El artista de raíces viguesas presenta en Espacio SVT la exposición «Epílogo», con más de 50 obras que funcionan como un laboratorio contra el envejecimiento
09 jul 2026 . Actualizado a las 05:00 h.Después de casi tres décadas sin presentar una muestra pictórica, Simón Pacheco vuelve al lugar donde dejó los pinceles. El artista, nacido en Santiago pero profundamente vinculado a Vigo —la ciudad de su familia y donde ha preparado esta exposición— inaugura hoy en SVT Espacio de Arte, la exposición Epílogo (exploraciones pictóricas en la condición ondulatoria del tiempo), una propuesta que supone tanto un regreso a la pintura como una mirada hacia el futuro.
Desde finales del 2006, Pacheco reside en Berlín, aunque desde el 2019 disfruta de una vida nómada que lo ha llevado a recorrer más de sesenta países. Viajar, explica, forma parte de su propia investigación artística. «Cuando uno viaja, el tiempo se vive de otra manera. Mi único plan es no tener planes», resume. Esa percepción subjetiva del avance del reloj ha atravesado toda su trayectoria y vuelve a convertirse ahora en el eje de una exposición en la que la pintura recupera el protagonismo.
El artista dejó de trabajar con esta técnica en 1999 para centrarse en la fotografía y el vídeo, disciplinas con las que desarrolló buena parte de su carrera y gracias a las que su obra entró en colecciones como las del CGAC o Afundación. Ahora retoma exactamente el punto donde lo había dejado. De ahí el título de la muestra: un epílogo que prolonga el recorrido iniciado hace casi tres décadas.
La exposición arranca precisamente con los dos pequeños cuadros enfrentados que pintó en 1999, las últimas obras de aquella etapa, convertidas ahora en el punto de partida de un recorrido integrado por más de medio centenar de piezas que desarrollan ese mismo universo.
Refleja al espectador
La pieza central de la muestra comisariada por Ángel Cerviño es un autorretrato realizado a partir de una fotografía de juventud, «pero envejecido deliberadamente mediante una apariencia antigua y craquelada», explica. La obra, un guiño humilde a Caravaggio, dialoga con un singular artefacto visual de acero pulido, fabricado por la empresa viguesa Zerotec, que refleja al espectador en el presente mientras el retrato parece hundirse en el pasado. Alrededor, se despliegan más de medio centenar de pinturas en las que el gesto repetido funciona como una especie de «sismógrafo» del tiempo.

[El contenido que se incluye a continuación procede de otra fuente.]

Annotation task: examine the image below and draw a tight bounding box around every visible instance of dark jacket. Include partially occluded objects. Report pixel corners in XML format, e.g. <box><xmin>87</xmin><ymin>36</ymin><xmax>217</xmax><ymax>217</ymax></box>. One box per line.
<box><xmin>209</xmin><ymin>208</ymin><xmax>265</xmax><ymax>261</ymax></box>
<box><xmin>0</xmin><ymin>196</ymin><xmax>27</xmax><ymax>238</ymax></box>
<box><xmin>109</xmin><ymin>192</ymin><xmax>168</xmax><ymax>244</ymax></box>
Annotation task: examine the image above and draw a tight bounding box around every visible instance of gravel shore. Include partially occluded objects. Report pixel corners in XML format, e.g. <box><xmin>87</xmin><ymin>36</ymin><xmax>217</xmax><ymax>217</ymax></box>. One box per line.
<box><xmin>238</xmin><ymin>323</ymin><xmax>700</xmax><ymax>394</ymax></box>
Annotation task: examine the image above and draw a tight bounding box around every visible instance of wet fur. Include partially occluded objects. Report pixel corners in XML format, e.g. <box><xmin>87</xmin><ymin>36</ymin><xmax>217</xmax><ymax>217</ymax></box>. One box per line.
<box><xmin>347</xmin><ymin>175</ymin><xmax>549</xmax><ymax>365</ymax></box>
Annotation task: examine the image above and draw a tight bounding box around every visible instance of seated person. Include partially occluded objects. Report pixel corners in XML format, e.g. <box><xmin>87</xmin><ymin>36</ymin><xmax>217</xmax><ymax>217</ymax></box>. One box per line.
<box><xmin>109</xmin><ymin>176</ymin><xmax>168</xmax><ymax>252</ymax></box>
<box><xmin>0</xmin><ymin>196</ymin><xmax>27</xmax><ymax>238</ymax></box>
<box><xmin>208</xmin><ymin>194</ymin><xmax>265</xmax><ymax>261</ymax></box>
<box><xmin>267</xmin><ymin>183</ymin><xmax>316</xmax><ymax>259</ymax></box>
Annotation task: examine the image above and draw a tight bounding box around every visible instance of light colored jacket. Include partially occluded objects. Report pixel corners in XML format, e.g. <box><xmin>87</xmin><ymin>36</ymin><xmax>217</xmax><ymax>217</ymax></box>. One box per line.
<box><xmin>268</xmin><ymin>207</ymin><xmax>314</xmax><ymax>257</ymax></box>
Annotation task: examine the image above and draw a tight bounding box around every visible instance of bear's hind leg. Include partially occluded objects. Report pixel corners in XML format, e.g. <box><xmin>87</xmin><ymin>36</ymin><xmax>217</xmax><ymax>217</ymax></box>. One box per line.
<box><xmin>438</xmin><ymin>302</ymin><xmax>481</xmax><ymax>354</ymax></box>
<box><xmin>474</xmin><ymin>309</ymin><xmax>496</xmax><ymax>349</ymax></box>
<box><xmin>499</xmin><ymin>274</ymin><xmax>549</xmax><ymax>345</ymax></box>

Para Pacheco, el arte funciona como un laboratorio desde el que intentar comprender y desafiar el paso del tiempo. «Todos buscamos una manera de escapar del envejecimiento y de la muerte», reflexiona. «Unos recurren a cremas, otros al bisturí; yo utilizo la creatividad para investigar cómo percibimos el tiempo y buscar otras maneras de entender la realidad», aclara.
Lejos de limitarse al lienzo tradicional, el artista ha trabajado sobre soportes tecnológicos como aluminio, metacrilato o materiales acrílicos recuperados gracias a otras empresas viguesas. Parte de esas superficies proceden de restos cedidos por Breoglass y Plastmeca, que Pacheco, muy agradecido por su generosidad, reutilizó como base para sus investigaciones pictóricas.
Pero el verdadero motor de este regreso tiene un nombre propio: Iris, su hija de once años, la niña de sus ojos. La exposición está dedicada a ella y ha participado activamente en el montaje. Para Pacheco, convertirse en padre cambió incluso su manera de entender la creación artística. Confiesa que dejó de sentir la necesidad de buscar la trascendencia únicamente a través de su obra plástica y su ego, y encontró en su hija una forma distinta de proyectarse hacia el futuro. «Quería que entendiera quién soy como artista y crear con ella un recuerdo que le acompañe toda la vida», explica. Esa idea de futuro atraviesa toda la exposición, donde el tiempo deja de ser una línea para convertirse en un espacio de posibilidades, de idas y venidas entre pasado, presente y lo que vendrá después.
Pero el autor de Epílogo manifiesta que esta exposición también tiene un contenido emocional conectado con los que ya no están: «Quiero dedicársela a los amigos del arte que se merecen muchos epílogos necesarios: Alberto González-Alegre, Darío Villalba, María Falagan, Berta Cáccamo... Y a todos aquellos que siguen teniendo su epílogo en nuestra memoria subjetiva», dice.
Los espectadores tienen posibilidad de acceder a su fórmula de juventud eterna: «Ofrezco epílogos a partir de retratos por encargo con la misma pose, iluminación y artefacto visual de acero a partir de una fotografía de la persona cuando era más joven», advierte. La exposición Epílogo podrá visitarse hasta el 18 de septiembre en Espacio SVT (Gran Vía, 129).